For decades, the plotlines in sci-fi novels and futuristic movies have mercilessly nurtured every tired driver’s dream: the idea that one day, cars might drive themselves. The convenience of such a technology would be incredible, but another benefit that may not initially come to mind is a safer driving experience for road travelers.
Studies, like this one by the National Highway Traffic Safety Administration over the years have clearly shown that in car crashes, drivers are likely responsible for the majority of events that lead up to a crash. One could argue that even if auto-piloted cars became available for commercial sale, the auto-industry would take its time in committing to the mass sale and production of such cars.
However, that day might be closer than you think. According to a new article by the Wall Street Journal, a new report released by consulting firm McKinsey & Co predicts that auto piloted cars will begin to be widely adopted by 2030, and will cut down on about 90% of all accidents.

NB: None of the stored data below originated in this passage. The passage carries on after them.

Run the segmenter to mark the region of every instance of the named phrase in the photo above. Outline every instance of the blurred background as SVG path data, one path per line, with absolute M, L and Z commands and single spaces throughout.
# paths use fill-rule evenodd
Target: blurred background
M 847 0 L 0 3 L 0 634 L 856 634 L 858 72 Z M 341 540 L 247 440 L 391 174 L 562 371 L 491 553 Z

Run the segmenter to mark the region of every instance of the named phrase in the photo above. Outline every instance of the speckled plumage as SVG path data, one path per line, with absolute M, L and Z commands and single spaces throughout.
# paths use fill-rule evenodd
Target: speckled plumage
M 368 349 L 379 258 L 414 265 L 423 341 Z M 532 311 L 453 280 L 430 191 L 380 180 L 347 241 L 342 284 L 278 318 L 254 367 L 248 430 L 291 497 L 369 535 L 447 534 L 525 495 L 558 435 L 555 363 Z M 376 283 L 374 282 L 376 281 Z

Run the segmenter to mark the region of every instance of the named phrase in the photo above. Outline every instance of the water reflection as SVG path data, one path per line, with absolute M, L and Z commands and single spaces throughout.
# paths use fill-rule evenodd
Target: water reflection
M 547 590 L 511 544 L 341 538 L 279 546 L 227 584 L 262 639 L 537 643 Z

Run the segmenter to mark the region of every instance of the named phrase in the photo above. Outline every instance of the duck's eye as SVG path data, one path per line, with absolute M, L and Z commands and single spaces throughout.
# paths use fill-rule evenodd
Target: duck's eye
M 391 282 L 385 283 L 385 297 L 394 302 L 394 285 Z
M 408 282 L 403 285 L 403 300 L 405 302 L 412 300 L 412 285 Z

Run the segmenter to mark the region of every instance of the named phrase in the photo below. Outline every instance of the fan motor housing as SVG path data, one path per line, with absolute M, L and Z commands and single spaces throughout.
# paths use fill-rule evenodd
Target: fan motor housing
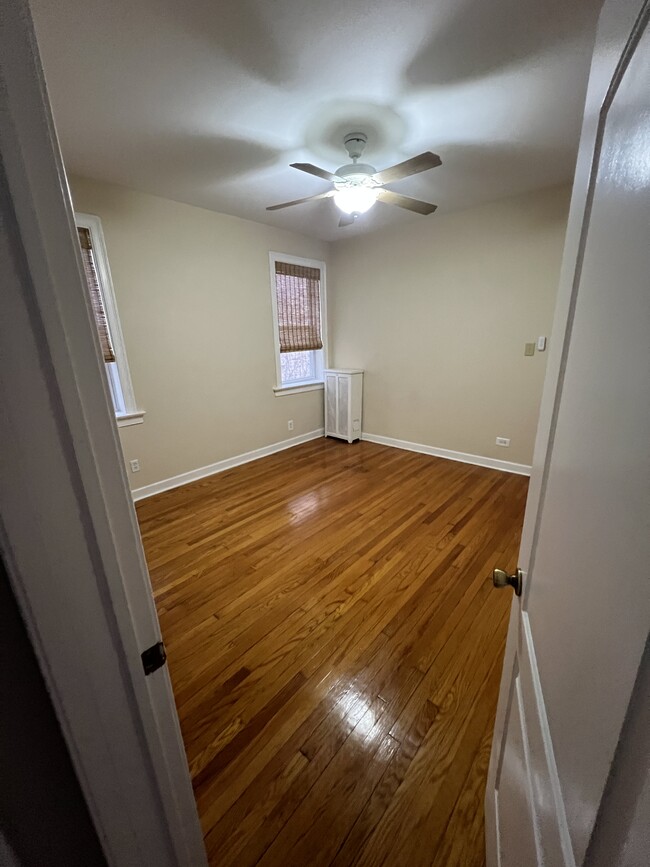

While the transition to a majority of self piloted cars could take time, the report estimates it could end up saving the United States $190 billion annually in healthcare costs. After consulting with numerous manufacturers in the auto industry, the report says it is confident many companies will begin commercially selling fully auto-piloted cars within the next decade, and a Tesla executive predicts the first fully self-piloted car will be ready within the next 5 years.
Of course, these predictions are subject to fickle consumers, skeptical automakers and unpredictable events surely to happen in the auto industry’s future, so whether or not auto piloted cars are actually able to effectively cut back on accidents will rely heavily on whether or not the industry meaningfully takes them on as a product.
TheWall Street Journal article itself is skeptical; it recalls the hydrogen fuel cell craze of the early 2000s and how the predictions for the “fuel revolution” eventually rang comically hollow. However, it’s hard to say whether or not self piloted cars will meet the same fate, as the implications and benefits of a car that drives are radically different than that of an expensive substitute fuel source.
Regardless of external business factors the pace and direction of the technology is pretty clear: these cars will be available to us very soon, whether we buy them or not.